05 August 2009


Thoughts on Softwar, former Economist correspondent Matthew Symonds's bio of Larry Ellison.
  1. Symonds's agent, Andrew Wylie, brokered a deal in which Ellison had the right of reply---in footnotes. These added some color to the book, but not as much as I'd hoped.
  2. Most of his conversations with Ellison appear to have taken place on private planes, yachts, or exotic resorts --- not the places that one would expect to find a biographer who wanted to play Robert Caro to Ellison's Robert Moses. The author himself is in twenty percent of the book's group photos featuring an adult Ellison.

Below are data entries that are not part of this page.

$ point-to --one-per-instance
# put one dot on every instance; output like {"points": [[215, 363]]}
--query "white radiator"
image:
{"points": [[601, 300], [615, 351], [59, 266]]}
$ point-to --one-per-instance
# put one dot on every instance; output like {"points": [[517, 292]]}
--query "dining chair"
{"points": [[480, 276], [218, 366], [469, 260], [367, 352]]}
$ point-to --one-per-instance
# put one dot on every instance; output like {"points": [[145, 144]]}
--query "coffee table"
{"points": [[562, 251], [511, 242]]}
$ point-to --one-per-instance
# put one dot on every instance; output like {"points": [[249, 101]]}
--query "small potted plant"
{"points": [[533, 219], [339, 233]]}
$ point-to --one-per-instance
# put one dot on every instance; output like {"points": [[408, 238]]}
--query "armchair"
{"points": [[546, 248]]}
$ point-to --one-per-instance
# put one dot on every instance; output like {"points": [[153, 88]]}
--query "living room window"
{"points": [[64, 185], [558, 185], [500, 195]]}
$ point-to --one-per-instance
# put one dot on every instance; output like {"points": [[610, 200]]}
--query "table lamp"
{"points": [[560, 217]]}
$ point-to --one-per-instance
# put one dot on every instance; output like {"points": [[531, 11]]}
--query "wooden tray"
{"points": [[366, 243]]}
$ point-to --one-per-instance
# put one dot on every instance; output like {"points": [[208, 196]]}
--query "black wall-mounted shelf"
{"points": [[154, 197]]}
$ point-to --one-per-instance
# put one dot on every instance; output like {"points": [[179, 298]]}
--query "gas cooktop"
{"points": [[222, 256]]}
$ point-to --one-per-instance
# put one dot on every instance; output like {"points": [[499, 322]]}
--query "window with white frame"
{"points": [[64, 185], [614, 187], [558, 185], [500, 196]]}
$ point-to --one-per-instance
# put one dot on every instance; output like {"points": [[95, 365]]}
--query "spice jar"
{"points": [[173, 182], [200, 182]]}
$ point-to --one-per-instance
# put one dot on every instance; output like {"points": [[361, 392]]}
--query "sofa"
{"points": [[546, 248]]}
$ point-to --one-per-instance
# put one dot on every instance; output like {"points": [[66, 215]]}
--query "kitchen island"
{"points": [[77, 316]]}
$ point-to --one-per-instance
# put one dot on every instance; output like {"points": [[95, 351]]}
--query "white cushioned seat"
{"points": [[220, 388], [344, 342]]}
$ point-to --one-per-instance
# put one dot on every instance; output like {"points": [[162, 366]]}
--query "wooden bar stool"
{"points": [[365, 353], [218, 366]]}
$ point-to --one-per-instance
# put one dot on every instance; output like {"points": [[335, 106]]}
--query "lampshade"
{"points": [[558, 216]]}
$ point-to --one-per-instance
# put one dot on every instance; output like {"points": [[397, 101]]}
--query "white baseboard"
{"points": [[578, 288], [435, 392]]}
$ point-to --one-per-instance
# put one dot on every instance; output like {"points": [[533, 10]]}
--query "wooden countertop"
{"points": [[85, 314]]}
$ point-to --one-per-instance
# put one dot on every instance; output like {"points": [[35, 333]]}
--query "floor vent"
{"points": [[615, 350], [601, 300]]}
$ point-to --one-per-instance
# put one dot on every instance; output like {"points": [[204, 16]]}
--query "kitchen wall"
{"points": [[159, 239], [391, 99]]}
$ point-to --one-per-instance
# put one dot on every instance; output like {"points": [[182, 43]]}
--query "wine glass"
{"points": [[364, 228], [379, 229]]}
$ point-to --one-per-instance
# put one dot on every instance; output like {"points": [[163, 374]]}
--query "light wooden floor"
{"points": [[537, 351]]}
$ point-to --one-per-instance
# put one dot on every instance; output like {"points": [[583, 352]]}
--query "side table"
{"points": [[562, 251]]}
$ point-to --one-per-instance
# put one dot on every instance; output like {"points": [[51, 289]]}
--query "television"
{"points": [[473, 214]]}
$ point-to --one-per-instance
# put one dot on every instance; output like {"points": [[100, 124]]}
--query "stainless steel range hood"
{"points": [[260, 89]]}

  3. The most interesting part of Ellison's career --- how he went from being an itinerent rock-climbing hacker to founder of a fast-growing database company --- is compressed into far too few pages. I realize that paper is expensive these days, but I would have preferred more material about Oracle/SDL/RSI's early stages and fewer anecdotes about how Ellison's head of sales talked him into ditching his "cheap Seiko wristwatch" and buying a Rolex---"'but in stainless. I couldn't deal with gold.'" An entire chapter (I skipped it) is devoted to sailboat racing. Some of the "lifestyle" material -- for instance, the Adelyn Lee wrongful-termination/extortion case -- is illuminating. Most isn't.
  4. One early anecdote featured the proto-Oracle nearly running out of cash because, despite some early sales to three-letter intelligence agencies, Ellison & Co. hadn't realized that the feds can spend years between closing a sale and cutting a check.
  5. Ellison himself presents some intriguing ideas. It's better to reengineer business processes to fit software than the other way around (p. 476) Software is so abstract that the key to selling it is customer references: "selling the architecture only works with a few early adopters"; "people have this innate belief that there is safety in numbers". (p.239).
  6. The California Oracle license-sales debacle was, according to Symonds, an attempt to smear Gray Davis that happened to involve Oracle. Oracle, by way of the systems-integrator Logicon, actually gave California a spectacular deal on licenses. When the scandal (which involved an ill-timed campaign donation) broke, Oracle even offered to cancel the contract, but the state declined. (On that note, there are few scandals in the book where Symonds concludes that Ellison or Oracle was less sinned against than sinning.)